Awe Without Understanding It

  • John Ehrenfeld

    Member
    January 3, 2023 at 6:54 pm

    I though I has added a link to the article. Here it is: https://www.nytimes.com/2023/01/03/well/live/awe-wonder-dacher-keltner.html

    • Jeff Verge

      Member
      January 4, 2023 at 7:31 pm

      I read that one too, and wasn’t entirely sure what to make of it. While it doesn’t talk about brains, it does say a lot of the right things. I noted near the end a bit about the issue of narrow focus, which was one thing that’s rarer to see these days. I wondered if the article was being implicit, since even if NYT was going to take on the divided brain theory this wouldn’t be the best place to do it.

      Overall though, whenever I see a somewhat scientific foray into the benefits of Awe and Wonder, I want to congratulate them for discovering what was once an everyday common understanding.
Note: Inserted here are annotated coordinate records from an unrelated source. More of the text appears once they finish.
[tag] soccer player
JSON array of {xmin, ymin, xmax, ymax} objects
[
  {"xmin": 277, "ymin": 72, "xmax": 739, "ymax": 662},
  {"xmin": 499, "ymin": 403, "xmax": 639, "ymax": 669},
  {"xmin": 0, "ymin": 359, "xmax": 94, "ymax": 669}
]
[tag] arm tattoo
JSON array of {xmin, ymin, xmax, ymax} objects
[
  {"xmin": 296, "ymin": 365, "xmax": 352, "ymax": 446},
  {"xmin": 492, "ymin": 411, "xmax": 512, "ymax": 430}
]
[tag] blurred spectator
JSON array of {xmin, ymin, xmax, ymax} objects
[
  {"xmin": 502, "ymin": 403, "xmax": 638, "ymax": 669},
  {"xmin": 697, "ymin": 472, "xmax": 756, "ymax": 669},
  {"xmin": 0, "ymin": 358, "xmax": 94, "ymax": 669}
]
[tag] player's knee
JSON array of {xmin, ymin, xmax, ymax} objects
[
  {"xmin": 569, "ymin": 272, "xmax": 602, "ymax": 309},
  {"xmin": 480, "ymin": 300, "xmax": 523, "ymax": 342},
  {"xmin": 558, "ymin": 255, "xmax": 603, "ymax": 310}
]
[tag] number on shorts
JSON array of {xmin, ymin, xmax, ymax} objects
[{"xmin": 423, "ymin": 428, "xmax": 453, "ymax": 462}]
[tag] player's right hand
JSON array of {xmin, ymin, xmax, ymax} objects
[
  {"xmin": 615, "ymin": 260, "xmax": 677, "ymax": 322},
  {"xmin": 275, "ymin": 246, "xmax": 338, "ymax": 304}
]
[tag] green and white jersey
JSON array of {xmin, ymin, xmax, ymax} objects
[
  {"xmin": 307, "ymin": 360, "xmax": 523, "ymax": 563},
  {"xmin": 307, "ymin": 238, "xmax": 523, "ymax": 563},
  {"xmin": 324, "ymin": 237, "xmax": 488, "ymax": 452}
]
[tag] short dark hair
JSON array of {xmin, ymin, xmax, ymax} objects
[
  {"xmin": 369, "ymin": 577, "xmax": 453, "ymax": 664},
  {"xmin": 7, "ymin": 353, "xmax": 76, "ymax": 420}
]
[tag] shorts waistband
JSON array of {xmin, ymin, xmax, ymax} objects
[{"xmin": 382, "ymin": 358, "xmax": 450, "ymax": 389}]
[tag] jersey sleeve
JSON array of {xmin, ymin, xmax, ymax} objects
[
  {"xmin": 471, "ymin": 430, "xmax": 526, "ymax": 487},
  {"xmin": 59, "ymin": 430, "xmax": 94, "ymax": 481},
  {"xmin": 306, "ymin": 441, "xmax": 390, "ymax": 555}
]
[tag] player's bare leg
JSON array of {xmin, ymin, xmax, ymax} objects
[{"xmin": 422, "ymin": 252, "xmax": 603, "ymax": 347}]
Upon finishing the article my response was mostly a shrug.

      I want to see Iain’s work anchored in a science framework, otherwise I think it’ll be dismissed by many as Woo-adjacent.

      That’s my take…

  • Don Salmon

    Member
    January 3, 2023 at 7:18 pm

    Hi John – good timing. I read that article as well as a related one in The Atlantic.

    I’ve followed the work of the author, Dacher Keltner, for some years. I’m sure he’s aware of Iain’s work, but you know how difficult it is for Iain to explain his work to people who’ve never come across it. The “sophisticated” audiences of the Times and the Atlantic would, I imagine, reject it immediately if the hemisphere hypothesis was included.

    I find it, personally, best to avoid it in many of my live or written presentations, preferring instead to talk about narrow, objective, detached attention (LH) and wide, immersed attention (RH). Does the trick without all that need for explanations.

    In fact, in terms of practice and experience, I’m not sure that Iain has ever come up with a definitive response to the question, how does this neuroscience help me practically?

    I do have an answer though. For many if not most people who feel that “psychological” (or worse, contemplative or meditative) practices are somehow vague and not enough to deal with things like depression, anxiety, etc that allegedly have a “real” “physical” basis, talking in terms of neuroscience is a big help.

    When I did work with chronic pain patients, BOY did it help to begin by explaining the gate theory and how the cerebral cortex and subcortical regions of the brain work together to produce nerve impulses and chemicals which affect pain responses in all areas of the body. After 1 or 2 sessions of reminding people of the “physical” correlates of experience, then I was free to talk of instinctive, emotional and mental responses to pain without having to bring in the brain again!